# Rubik's Alarm Clock



## striderxo (May 8, 2008)

http://www.whatonearthcatalog.com/w...ay_1BC/Item_Cube-Clock_CA9782_ps_cti-1BC.html

I saw this a while ago, but I don't think there were too many discussions on it. Has anyone bought one yet? Any feedback on the quality, functionality, or design of it?

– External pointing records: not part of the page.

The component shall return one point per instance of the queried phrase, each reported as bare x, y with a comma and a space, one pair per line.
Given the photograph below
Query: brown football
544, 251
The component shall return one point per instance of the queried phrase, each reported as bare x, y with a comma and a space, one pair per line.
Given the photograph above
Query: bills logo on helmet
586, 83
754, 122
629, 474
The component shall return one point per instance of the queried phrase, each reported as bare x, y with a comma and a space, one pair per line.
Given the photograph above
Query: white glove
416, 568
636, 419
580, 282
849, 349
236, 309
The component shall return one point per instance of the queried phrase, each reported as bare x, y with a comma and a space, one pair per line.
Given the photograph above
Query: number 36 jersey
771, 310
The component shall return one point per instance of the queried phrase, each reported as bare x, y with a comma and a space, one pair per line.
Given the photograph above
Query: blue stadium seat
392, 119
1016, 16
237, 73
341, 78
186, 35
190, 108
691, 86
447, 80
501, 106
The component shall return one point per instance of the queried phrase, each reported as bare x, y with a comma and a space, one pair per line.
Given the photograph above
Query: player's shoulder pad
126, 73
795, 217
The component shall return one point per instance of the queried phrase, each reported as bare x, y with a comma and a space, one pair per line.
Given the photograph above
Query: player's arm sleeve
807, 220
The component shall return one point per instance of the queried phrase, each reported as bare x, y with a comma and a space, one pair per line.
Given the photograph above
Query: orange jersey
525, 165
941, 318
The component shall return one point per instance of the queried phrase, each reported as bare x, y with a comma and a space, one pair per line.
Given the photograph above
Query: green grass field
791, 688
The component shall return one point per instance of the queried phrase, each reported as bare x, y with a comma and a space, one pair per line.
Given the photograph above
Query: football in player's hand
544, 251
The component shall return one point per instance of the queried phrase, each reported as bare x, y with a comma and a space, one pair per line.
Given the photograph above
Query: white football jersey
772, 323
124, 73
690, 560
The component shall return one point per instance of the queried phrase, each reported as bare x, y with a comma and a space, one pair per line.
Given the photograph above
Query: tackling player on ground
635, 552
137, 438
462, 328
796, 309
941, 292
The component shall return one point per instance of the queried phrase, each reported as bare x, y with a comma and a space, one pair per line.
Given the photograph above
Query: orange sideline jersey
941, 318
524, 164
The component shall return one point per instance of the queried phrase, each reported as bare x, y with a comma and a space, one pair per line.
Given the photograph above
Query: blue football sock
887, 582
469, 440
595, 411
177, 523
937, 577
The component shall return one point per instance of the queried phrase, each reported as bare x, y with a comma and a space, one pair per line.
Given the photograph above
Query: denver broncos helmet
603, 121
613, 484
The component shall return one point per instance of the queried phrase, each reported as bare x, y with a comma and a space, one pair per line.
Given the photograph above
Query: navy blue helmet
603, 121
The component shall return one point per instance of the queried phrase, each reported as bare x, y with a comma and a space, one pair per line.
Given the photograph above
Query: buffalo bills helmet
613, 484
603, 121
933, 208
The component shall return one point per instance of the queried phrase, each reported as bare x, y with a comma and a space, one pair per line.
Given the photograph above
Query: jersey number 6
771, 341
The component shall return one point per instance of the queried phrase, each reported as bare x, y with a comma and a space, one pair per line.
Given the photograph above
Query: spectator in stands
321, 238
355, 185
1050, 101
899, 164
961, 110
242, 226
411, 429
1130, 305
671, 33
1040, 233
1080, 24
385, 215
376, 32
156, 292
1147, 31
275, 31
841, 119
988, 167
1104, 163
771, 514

No need to comment on the bad color schemes. I still think this is the coolest gadget I've seen in a while.


----------



## LamentConfiguration (May 8, 2008)

it looks pretty cool actually, I just wonder if you can read the face in the dark.


----------



## DAE_JA_VOO (May 8, 2008)

I was actually looking at that EXACT thing yesterday, on that same page! Looks AWESOME, i think i'll order one for myself


----------



## Dene (May 8, 2008)

Oh that is cool, I need one of those!


----------



## pcharles93 (May 8, 2008)

If only they had one you had to scramble to set the alarm and solve it to stop it. I'd plant one in someone's locker and it'd get thrown around the school until it got to a cuber.


----------



## jonny guitar (May 8, 2008)

That thing is totally cool. It is so cool for me to see Rubiks getting more mainstream attention after years of stagnating.


----------



## LamentConfiguration (May 8, 2008)

an alarm clock that you could only turn off by solving a rubiks cube style puzzle would be so much better than that alarm clock that wheels away from you and hides... LOL


----------